Simply put, provocation is a key element of political warfare and is a characteristic of the counterintelligence-state. Provocation connotes operational counterintelligence techniques that create conditions to instigate real or imagined opponents — especially notional ones — into some action that will further the state’s objectives at the expense of the opponent(s).  The idea here is to instigate something that otherwise would not occur, control the opponent, and ultimately put him out of action – or, better yet, keep controlling him long-term for some other political or operational purpose.
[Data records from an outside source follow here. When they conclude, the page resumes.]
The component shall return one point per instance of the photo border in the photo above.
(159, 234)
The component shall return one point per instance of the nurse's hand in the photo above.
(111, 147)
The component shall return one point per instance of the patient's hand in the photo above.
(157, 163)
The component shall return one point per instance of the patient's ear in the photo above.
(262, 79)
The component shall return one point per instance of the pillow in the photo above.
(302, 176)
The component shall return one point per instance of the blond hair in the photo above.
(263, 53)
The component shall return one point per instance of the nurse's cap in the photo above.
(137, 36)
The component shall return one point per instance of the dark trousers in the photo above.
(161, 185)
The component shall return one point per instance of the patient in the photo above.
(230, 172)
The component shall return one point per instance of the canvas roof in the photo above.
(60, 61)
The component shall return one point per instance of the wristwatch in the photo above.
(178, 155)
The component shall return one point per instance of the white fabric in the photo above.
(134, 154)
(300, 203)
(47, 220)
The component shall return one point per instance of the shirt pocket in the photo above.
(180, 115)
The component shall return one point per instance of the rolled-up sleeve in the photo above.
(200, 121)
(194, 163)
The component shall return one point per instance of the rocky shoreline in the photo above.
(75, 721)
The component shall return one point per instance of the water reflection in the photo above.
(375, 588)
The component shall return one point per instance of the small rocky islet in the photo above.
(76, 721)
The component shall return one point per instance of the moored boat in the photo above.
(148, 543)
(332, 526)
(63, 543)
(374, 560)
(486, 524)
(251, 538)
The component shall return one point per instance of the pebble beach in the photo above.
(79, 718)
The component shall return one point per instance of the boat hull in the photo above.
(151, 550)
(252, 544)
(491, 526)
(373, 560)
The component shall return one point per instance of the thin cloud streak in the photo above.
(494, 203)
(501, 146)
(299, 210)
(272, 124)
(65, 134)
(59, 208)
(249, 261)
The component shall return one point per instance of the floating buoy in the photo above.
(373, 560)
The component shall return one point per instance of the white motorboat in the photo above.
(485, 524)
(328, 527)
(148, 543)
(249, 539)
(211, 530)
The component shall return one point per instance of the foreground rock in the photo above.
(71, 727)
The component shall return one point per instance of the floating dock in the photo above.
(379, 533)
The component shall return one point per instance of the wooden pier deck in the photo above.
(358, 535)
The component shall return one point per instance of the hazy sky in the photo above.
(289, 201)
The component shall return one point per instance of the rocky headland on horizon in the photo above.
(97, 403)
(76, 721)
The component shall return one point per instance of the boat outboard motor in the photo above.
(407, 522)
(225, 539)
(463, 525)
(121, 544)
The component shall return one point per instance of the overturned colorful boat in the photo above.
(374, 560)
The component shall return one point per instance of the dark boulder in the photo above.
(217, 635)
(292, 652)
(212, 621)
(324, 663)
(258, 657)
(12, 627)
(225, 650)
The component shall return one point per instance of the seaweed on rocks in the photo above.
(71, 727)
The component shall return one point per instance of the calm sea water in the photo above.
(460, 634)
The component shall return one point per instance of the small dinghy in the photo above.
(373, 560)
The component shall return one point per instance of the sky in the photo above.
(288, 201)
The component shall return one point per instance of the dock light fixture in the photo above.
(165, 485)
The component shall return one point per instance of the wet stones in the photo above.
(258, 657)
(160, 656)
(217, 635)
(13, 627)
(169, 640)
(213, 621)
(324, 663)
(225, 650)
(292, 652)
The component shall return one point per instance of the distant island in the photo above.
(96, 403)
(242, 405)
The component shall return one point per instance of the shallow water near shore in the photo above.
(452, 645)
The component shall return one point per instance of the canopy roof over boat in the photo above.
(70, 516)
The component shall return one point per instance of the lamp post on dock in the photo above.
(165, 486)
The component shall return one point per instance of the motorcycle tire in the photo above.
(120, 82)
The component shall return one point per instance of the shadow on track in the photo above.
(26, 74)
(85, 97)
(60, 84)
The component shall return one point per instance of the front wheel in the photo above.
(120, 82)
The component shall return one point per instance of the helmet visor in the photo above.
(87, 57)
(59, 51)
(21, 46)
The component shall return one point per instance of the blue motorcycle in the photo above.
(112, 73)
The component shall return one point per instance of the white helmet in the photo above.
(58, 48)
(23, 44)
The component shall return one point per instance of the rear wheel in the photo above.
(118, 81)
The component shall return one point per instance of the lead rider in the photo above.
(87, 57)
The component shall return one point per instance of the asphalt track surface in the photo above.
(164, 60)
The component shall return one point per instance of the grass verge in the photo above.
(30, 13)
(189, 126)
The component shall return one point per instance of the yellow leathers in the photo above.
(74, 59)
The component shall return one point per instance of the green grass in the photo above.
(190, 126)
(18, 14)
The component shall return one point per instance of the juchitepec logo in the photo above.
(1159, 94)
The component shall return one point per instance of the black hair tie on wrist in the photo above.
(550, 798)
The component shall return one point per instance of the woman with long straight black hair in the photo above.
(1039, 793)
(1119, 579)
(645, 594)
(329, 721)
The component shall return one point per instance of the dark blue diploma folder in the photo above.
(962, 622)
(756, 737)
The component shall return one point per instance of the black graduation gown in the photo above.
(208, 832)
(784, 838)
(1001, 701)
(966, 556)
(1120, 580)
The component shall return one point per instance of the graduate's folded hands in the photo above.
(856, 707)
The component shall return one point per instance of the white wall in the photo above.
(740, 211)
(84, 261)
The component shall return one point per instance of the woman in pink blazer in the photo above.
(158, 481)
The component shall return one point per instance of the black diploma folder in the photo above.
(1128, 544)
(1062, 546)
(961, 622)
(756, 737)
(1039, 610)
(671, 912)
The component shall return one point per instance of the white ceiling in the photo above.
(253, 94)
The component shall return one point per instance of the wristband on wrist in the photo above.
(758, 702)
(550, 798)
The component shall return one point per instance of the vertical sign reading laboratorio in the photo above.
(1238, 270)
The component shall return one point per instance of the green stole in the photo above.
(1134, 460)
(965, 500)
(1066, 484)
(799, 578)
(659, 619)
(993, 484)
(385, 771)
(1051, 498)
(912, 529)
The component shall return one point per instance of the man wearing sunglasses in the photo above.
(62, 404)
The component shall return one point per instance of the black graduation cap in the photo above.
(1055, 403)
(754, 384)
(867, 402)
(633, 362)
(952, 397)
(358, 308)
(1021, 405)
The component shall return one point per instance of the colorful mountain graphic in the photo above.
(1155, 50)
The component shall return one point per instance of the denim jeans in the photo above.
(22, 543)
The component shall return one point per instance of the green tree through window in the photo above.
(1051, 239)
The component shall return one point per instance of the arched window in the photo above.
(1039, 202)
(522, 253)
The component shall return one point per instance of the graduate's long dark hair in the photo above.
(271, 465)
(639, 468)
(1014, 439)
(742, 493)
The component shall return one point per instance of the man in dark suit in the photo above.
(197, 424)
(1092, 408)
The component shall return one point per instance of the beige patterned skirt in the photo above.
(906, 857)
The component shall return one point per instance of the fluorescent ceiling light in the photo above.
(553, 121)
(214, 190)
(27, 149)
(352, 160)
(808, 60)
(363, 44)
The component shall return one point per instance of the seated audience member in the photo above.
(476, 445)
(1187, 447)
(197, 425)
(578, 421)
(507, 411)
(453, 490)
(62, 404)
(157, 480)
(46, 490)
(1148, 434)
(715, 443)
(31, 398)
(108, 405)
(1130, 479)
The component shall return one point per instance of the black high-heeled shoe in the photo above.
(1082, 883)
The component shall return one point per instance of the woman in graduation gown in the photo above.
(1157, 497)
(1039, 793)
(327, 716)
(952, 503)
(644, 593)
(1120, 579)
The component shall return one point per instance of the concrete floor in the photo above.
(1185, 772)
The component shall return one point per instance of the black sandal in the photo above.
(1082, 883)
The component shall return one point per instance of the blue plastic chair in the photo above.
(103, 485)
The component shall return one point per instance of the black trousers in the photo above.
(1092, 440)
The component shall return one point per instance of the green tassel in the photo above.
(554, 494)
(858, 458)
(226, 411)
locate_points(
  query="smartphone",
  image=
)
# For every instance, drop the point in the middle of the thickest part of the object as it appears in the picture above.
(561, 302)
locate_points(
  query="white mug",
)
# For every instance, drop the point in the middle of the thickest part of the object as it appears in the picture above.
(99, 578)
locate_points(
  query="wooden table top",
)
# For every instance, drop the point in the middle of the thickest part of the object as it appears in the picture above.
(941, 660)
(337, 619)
This may be at the tactical level (a double agent operation aimed at discrediting an enemy intelligence service) or at the strategic level (the Trust and WiN operations focused on both domestic enemies and foreign intelligence services simultaneously).

This presentation will focus on foundational examples of provocation up through recent instances where the art of provocation produced grand scale political, military and strategic outcomes beneficial to Marxist movements and regimes, and state-related terrorist structures.  It will also briefly examine how the art of provocation has entered into the ethos of western security/intelligence services as well.

About the speaker:

Dr. Jack Dziak is a consultant in the fields of intelligence, counterintelligence, counter-deception, and national security affairs. He has served over five decades as a company president and as a senior intelligence officer and senior executive in the Office of the Secretary of Defense and in the Defense Intelligence Agency, with long experience in counterintelligence, hostile deception, counter deception, strategic intelligence, weapons proliferation intelligence, and intelligence education. He received his Ph.D. in Russian history from Georgetown University, is a graduate of the National War College, and is a recipient of numerous defense and intelligence awards and citations. He was the co-developer and co-director of the master’s degree program in Strategic Intelligence at the Defense Intelligence School, the original predecessor to the current National Intelligence University. He is an Adjunct Professor at the Institute of World Politics, and has taught at the National War College, National Intelligence University, Georgetown University, and The George Washington University; and lectures on intelligence, military affairs, and security issues throughout the US and abroad. Dr. Dziak is the author of the award-winning Chekisty: A History of the KGB, numerous other books, articles, and monographs, including The Military Relationship Between China and Russia, and Soviet Perceptions of Military Power. He currently is preparing a book on foreign counterintelligence systems.